Small to large subset search for common ancestors

  • Significant refactor
  • 04d5699d 2023-12-14
    • On 2024-01-11, this is the commit deployed on prod
    • The Example comparison on the home page was taking forever to run. I figured out that I was doing part of the finding common ancestors algorithm backwards and now it's very fast.
  • 72de8603 2023-12-13
    • Got rid of raise error on get_unrooted_children in connect_nodes because it does find unrooted children
    • In concept_graph_post, replaced fill_in_gaps with get_connected_subgraph
  • 89863ba9 2023-12-04
    • For Many small -- neurological identical output to Connects root nodes, but graph.py code is somewhat different. May be worth testing this on other cases.

Connects root nodes

  • 9f6f82b 2023-11-13
  • Creates a subgraph from g using nodes. Identifies root and leaf nodes in this subgraph. Generates all simple paths from each root to each leaf in the original graph g.
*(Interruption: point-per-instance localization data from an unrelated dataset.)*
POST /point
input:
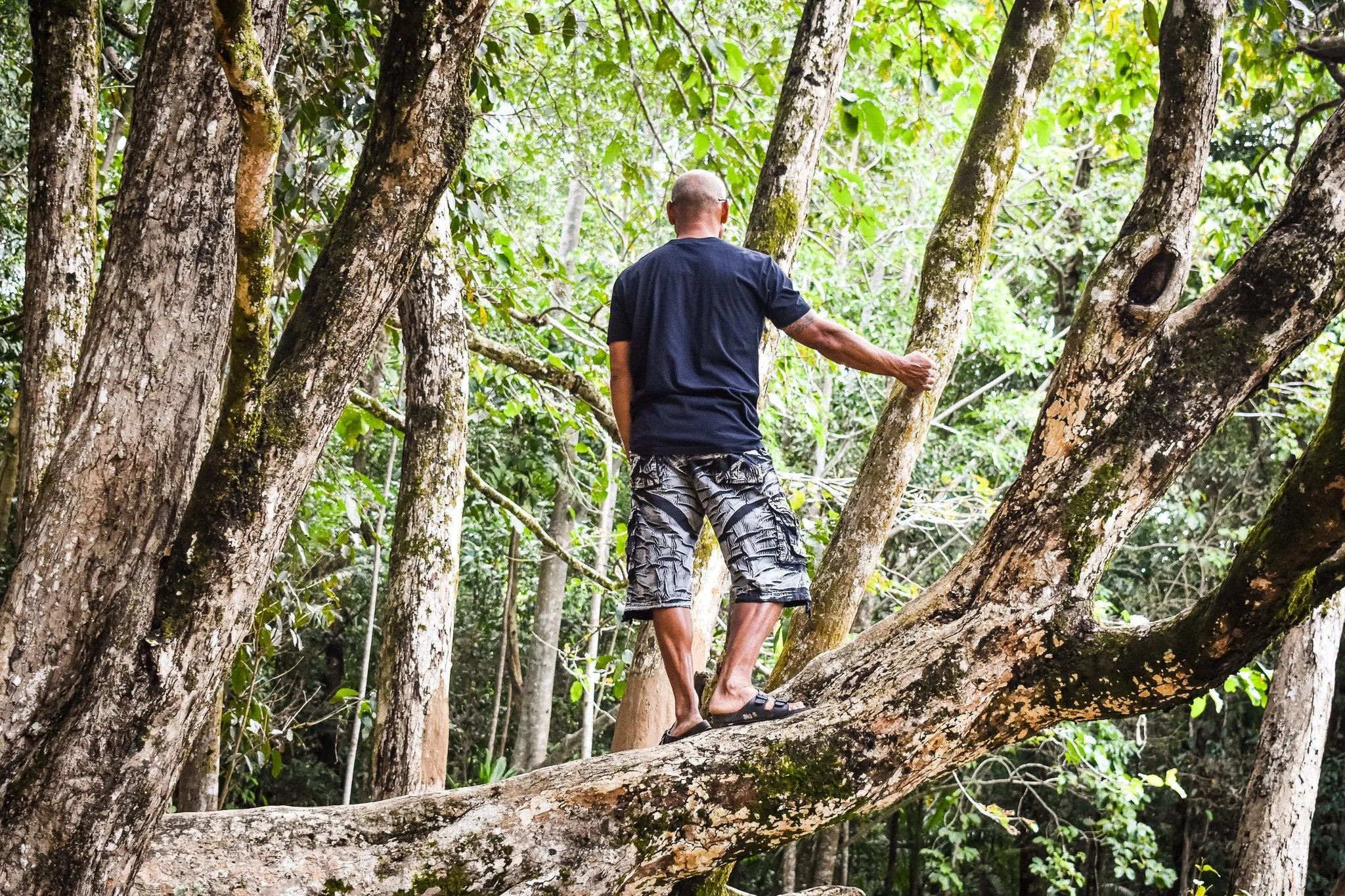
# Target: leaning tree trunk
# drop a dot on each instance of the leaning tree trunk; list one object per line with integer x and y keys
{"x": 1270, "y": 857}
{"x": 155, "y": 347}
{"x": 88, "y": 788}
{"x": 198, "y": 785}
{"x": 62, "y": 224}
{"x": 535, "y": 712}
{"x": 775, "y": 227}
{"x": 1005, "y": 645}
{"x": 410, "y": 735}
{"x": 956, "y": 255}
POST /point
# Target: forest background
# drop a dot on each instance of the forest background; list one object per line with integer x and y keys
{"x": 585, "y": 113}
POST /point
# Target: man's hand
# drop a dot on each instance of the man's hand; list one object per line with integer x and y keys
{"x": 917, "y": 371}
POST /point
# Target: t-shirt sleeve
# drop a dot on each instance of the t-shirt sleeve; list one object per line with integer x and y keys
{"x": 783, "y": 303}
{"x": 618, "y": 316}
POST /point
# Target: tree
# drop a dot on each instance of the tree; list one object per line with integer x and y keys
{"x": 62, "y": 226}
{"x": 1005, "y": 644}
{"x": 1273, "y": 833}
{"x": 412, "y": 731}
{"x": 95, "y": 734}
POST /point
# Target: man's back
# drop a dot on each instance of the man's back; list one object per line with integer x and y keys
{"x": 693, "y": 312}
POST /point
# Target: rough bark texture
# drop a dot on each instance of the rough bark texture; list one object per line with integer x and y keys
{"x": 535, "y": 712}
{"x": 775, "y": 227}
{"x": 62, "y": 224}
{"x": 1270, "y": 857}
{"x": 410, "y": 735}
{"x": 198, "y": 786}
{"x": 1002, "y": 647}
{"x": 147, "y": 379}
{"x": 956, "y": 255}
{"x": 96, "y": 777}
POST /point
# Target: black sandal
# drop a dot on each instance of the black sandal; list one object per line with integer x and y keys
{"x": 698, "y": 729}
{"x": 755, "y": 710}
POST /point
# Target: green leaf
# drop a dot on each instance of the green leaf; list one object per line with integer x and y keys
{"x": 1152, "y": 22}
{"x": 873, "y": 121}
{"x": 667, "y": 60}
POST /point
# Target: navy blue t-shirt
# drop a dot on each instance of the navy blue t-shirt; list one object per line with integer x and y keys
{"x": 693, "y": 312}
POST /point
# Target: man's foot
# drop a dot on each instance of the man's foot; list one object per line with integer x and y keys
{"x": 759, "y": 707}
{"x": 698, "y": 729}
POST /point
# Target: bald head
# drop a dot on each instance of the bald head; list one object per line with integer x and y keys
{"x": 698, "y": 203}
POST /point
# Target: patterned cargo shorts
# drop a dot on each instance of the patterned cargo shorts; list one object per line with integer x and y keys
{"x": 758, "y": 532}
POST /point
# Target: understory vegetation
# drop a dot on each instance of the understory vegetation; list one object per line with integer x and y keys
{"x": 606, "y": 101}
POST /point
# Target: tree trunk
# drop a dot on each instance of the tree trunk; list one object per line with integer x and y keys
{"x": 535, "y": 712}
{"x": 956, "y": 255}
{"x": 1005, "y": 645}
{"x": 1270, "y": 857}
{"x": 198, "y": 785}
{"x": 775, "y": 227}
{"x": 789, "y": 867}
{"x": 825, "y": 851}
{"x": 62, "y": 226}
{"x": 118, "y": 711}
{"x": 410, "y": 735}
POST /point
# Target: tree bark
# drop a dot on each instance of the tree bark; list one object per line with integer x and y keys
{"x": 956, "y": 255}
{"x": 1270, "y": 856}
{"x": 535, "y": 712}
{"x": 198, "y": 785}
{"x": 1005, "y": 645}
{"x": 410, "y": 734}
{"x": 62, "y": 226}
{"x": 119, "y": 711}
{"x": 825, "y": 856}
{"x": 775, "y": 227}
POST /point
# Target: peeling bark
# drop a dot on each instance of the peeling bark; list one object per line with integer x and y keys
{"x": 92, "y": 781}
{"x": 410, "y": 735}
{"x": 956, "y": 255}
{"x": 62, "y": 226}
{"x": 1273, "y": 834}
Returns the list of all such paths.
  • From commit message:
    • Totally redid subgraph generation and now downloading indented concept list instead of constructing it on the front end based on creating a front-end graph based on subgraph edges from backend. Seems to work, but collapse is broken now...maybe other stuff too.
    • No longer need an undirected version of the graph
    • Expanded to include all 'Is a' relationships from concept_relationship table in addition to concept_ancestor where min separation = 1 already included. [switched back at some later time]
  • In order to get this to work, I had to turn off api_logging (which I've now added to the patch file.) Tested with:
  • MALIGNANT CANCER (fails)
  • Many small -- neurological (seems fine)

7c6b78b 2023-06-26

Working on caching. Maybe no substantive change since 05-16, but graph.py is stable. Apparently no change in algorithm until 11-13. Should be same algorithm as above, but can't get this one working. Too many package issues.

First graph.py

  • eb27fa7 2023-05-16
  • First appearance of graph.py. There's important stuff to look at before this, but can't get older ones working.
  • Uses cr-hierarchy, which calls connected_subgraph_from_nodes. Method is to use undirected graph to connect pairs of root nodes and construct tree on front end.
  • A week or two later (a5ae636c) added sort_by_most_descendants, which I think is gone now. Might want to add it back in.